No rudeness intended. Just a big mouth sometimes.
You can actually install software in its own protected environment. Many do this in their own home directory, and of course there is also the way of just installing the dependencies and compiling into /usr/local, which wouldn't be touched by the package manager either.
Compiling I've done. Stuff like gfce Ultra NES emulator gui, emovix, the Glide64 plugin for mupen64 to get a newer plugin version, little stuff like that.
A fellow poster, Issyer, used to have a web site guide (it's likely still up) to installing stuff like OpenOffice.org and even KDE into its own chroot home environment (something like that). So yes, we're running Debian but we do have users who sometimes like to live outside of the repository box and use different software.
I install the VirtualBox and VMWare binaries downloaded from their websites rather than just sticking to an older version of virtualbox-ose without the USB support and, of course, VMWare needs to be gotten from outside of the repos too. I do install them to /usr/local so as to not have them be interfered with by aptitude.

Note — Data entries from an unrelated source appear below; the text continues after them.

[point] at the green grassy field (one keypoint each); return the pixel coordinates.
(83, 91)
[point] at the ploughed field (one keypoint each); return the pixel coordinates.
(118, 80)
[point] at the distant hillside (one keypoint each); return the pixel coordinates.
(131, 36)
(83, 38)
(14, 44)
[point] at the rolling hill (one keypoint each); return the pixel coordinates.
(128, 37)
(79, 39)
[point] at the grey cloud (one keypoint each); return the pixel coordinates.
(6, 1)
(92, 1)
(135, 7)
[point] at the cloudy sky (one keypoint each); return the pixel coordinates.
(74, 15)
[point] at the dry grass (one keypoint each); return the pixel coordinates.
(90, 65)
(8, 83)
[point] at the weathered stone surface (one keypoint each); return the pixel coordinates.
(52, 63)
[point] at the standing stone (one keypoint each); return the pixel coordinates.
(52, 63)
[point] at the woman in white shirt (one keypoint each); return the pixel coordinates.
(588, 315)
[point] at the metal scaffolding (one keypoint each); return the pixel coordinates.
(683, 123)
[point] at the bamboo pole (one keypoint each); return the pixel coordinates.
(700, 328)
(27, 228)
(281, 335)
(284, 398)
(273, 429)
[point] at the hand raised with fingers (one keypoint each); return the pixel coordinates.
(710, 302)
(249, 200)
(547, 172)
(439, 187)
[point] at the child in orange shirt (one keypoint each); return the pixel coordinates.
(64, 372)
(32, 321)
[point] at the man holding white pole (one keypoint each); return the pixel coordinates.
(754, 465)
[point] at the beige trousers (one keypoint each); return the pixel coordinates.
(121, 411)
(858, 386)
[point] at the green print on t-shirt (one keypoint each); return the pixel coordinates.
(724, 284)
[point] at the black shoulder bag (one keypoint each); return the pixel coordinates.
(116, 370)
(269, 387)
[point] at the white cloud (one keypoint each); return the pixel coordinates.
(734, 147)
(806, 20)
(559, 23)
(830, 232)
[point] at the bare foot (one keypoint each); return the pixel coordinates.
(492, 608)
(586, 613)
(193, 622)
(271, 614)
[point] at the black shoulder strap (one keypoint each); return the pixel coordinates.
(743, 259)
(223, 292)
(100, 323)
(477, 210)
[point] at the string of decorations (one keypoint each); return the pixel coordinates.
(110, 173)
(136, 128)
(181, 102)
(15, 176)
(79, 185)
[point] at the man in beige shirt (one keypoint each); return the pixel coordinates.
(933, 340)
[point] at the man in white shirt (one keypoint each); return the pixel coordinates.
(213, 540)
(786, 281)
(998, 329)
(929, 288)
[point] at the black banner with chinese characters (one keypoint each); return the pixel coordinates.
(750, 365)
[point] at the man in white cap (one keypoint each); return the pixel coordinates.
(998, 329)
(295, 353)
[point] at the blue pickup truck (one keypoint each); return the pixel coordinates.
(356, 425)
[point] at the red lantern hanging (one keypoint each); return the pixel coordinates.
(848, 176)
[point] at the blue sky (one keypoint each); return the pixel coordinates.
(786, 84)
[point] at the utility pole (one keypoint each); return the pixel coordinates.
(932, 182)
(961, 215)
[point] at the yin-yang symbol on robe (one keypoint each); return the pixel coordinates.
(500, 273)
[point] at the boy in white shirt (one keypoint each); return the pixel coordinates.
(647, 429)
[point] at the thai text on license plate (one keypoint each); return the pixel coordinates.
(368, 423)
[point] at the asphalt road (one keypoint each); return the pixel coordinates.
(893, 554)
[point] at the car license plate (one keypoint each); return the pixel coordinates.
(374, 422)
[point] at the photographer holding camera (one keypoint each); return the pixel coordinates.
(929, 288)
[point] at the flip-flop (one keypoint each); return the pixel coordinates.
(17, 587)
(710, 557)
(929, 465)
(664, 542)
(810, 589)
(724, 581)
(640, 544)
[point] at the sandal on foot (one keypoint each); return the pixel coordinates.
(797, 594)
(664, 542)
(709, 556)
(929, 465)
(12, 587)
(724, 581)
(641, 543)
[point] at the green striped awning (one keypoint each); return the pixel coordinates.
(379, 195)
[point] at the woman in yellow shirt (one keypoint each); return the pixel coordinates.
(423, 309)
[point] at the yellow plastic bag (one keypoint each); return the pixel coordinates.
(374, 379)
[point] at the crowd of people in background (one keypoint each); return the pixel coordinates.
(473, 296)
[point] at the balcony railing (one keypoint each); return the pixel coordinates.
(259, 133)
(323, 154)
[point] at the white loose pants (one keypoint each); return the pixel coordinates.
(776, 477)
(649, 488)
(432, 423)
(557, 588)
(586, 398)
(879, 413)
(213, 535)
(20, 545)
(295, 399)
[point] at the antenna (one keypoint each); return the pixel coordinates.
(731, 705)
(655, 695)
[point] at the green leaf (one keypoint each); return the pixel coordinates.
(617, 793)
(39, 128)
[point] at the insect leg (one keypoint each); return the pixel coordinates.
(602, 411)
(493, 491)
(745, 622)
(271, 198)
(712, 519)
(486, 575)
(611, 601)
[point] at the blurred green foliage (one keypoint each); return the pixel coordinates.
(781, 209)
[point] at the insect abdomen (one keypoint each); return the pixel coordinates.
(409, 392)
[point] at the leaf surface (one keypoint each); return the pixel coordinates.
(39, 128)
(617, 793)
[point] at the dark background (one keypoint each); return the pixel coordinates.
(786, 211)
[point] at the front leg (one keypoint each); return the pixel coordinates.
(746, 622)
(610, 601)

It's a GNU/Linux system. The bulk of things are available right in the repos, but we have the freedom to use the available tools to do other stuff if we want to. Debian has lots of tools to accomplish these things pretty easily.
So yes, you can have several versions of things at one time if you wish. It just takes reading a bit about the process and being careful. You can't expect aptitude to be able to keep track of that sort of thing, so no, you can't install both an experimental package and the one from your main distribution repo at the same time using package management, but you can build from the source or install into a chroot environment while still keeping another version in your normal environment.
It's not for me since I'm pretty much happy and willing to wait sometimes for things, but nothing's stopping those who may be interested from discussing and experimenting together. It's free software. Make what you will of it as long as the licenses (sharing changes, etc) are observed.